Raise your hand if you know of a new mother who has opted out for a year or more after having children? Yes, that's what I thought. We all know of women who became moms and ditched the rest of us in the workforce. I can name off former co-workers who've opted out just as fast as I can name Thomas the Train engines. Being a full-time working mom it sometimes feels like "another one bites the dust" when you see another protruding belly in the office and the distant responses about "not really sure" if they'll be returing to work.
So when I read about a new study that de-bunks the "opt-out revolution" as a myth, I was shocked. Yes, I know of plenty of working mothers. In fact, nearly all of the women who are on my project are working mothers. But I also know plenty of professional women that are taking 3-10 years off to focus on motherhood. When you belong to mother's club that seems to only cater to SAHMs, you can get a little jaded about the opt-out revolution.
According to Christine Percheski, the revolution is more like a drop in the bucket. Using cross-sectional data from the US Census, Percheski examined trends of college-educated professional and managerial women in the US from 1960 to 2005.
Despite all the anecdotal evidence of working women leaving their career to stay home, she found that less than 8 percent of professional women leave the workforce for a year or more during their prime childbearing years.
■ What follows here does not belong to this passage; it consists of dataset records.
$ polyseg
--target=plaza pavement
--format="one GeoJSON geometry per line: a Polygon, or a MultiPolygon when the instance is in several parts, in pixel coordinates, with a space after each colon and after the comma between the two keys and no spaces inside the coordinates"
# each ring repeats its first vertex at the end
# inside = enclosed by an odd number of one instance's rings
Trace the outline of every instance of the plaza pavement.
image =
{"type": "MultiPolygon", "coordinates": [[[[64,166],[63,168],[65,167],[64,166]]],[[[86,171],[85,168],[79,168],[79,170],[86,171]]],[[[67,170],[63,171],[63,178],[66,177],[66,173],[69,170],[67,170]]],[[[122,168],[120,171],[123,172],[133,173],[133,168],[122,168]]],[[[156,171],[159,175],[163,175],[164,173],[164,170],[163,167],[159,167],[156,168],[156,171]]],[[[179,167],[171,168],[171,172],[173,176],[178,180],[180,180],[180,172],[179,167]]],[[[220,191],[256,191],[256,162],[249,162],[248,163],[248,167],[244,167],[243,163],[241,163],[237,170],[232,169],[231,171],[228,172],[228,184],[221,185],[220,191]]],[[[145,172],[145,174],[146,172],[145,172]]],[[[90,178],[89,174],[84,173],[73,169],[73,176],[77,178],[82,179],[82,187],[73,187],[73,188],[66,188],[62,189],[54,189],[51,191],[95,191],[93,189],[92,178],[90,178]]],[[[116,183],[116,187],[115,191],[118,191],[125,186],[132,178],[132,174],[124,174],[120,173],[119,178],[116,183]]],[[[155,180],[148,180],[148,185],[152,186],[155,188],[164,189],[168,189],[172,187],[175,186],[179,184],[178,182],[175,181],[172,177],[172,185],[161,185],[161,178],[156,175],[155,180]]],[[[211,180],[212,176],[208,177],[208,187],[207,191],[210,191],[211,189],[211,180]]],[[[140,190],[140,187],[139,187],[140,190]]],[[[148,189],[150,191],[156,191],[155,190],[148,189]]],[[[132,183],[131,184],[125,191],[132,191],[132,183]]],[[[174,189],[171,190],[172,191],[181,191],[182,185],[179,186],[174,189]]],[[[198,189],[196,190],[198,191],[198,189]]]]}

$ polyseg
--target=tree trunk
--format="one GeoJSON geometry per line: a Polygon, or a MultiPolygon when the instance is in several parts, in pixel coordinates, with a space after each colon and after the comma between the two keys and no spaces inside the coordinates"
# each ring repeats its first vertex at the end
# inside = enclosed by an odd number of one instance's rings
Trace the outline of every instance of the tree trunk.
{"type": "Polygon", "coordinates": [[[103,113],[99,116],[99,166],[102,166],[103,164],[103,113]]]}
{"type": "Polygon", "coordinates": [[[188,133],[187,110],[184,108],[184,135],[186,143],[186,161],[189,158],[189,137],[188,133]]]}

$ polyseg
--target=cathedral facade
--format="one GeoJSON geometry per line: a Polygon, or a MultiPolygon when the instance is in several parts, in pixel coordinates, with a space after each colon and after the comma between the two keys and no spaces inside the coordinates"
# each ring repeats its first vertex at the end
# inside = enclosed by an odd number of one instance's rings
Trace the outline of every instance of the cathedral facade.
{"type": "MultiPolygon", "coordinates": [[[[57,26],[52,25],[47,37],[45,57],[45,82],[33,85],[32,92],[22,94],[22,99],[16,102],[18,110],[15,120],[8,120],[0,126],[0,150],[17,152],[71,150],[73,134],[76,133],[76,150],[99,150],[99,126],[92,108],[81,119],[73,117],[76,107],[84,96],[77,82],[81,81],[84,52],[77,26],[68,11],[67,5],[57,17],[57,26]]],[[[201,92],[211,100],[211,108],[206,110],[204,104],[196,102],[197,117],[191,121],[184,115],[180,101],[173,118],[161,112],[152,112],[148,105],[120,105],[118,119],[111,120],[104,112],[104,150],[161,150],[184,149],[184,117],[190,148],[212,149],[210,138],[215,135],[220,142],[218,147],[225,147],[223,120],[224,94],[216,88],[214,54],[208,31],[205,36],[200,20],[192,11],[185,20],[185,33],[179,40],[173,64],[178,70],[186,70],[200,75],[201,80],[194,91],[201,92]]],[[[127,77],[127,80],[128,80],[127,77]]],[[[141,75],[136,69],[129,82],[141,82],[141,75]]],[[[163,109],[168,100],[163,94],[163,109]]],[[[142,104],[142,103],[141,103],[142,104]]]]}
More women in my generation (that's Gen X if you are curious) work full-time year-round than our counterparts in any previous generation.
So why does it feel like there are more moms at home than in the work force if the evidence proves otherwise?
Many women who end up working part-time still consider themselves to have "opted-out." While Percheski's study does look at the number of full-time women who took a year or more off in pursuit of motherhood, it does not compare the number of full-time women who decided to work fewer hours. I'd be curious to see how that would change the number.
Percheski only examined college-educated professional women. Of course the Opt-Out Revolution typically only looks at white, affluent, educated women. I suppose the assumption is that those without college degrees never had the choice to opt-out. Or perhaps their wage was so low that having children didn't give them the choice to opt-in. Same goes for single moms. I'm pretty sure that those women who are "opting out" are relying on their spouse's income. How many single moms do you know of that have opted out? I don't know of one.
Census-data is just not enough data. The idea of opting out is still a new one. Even the U.S. Bureau of Labor Statistics doesn't agree. It reports that 60 percent of married mothers are now in the work force, 4 percentage points lower than in 1997. The rate of married mothers of infants who work fell 6 percentage points to 53 percent. Which one is right?
Regardless of whether working mommas are staying in the workforce or opting out, corporations could do a lot more to make sure that we stick around. The workplace fails working mothers - inflexible scheduling, maternal profiling, lack of child care, lack of paid maternity leave, lack of sick leave - just to name a few.
Some are pushed out, some have the luxury of choice, many would like to stay but leave because their employer won’t provide the flexibility. Once women leave, they often struggle to return. Flexibility is the secret sauce and once employers figure this out, opting in and out will become much more fluid and acceptable.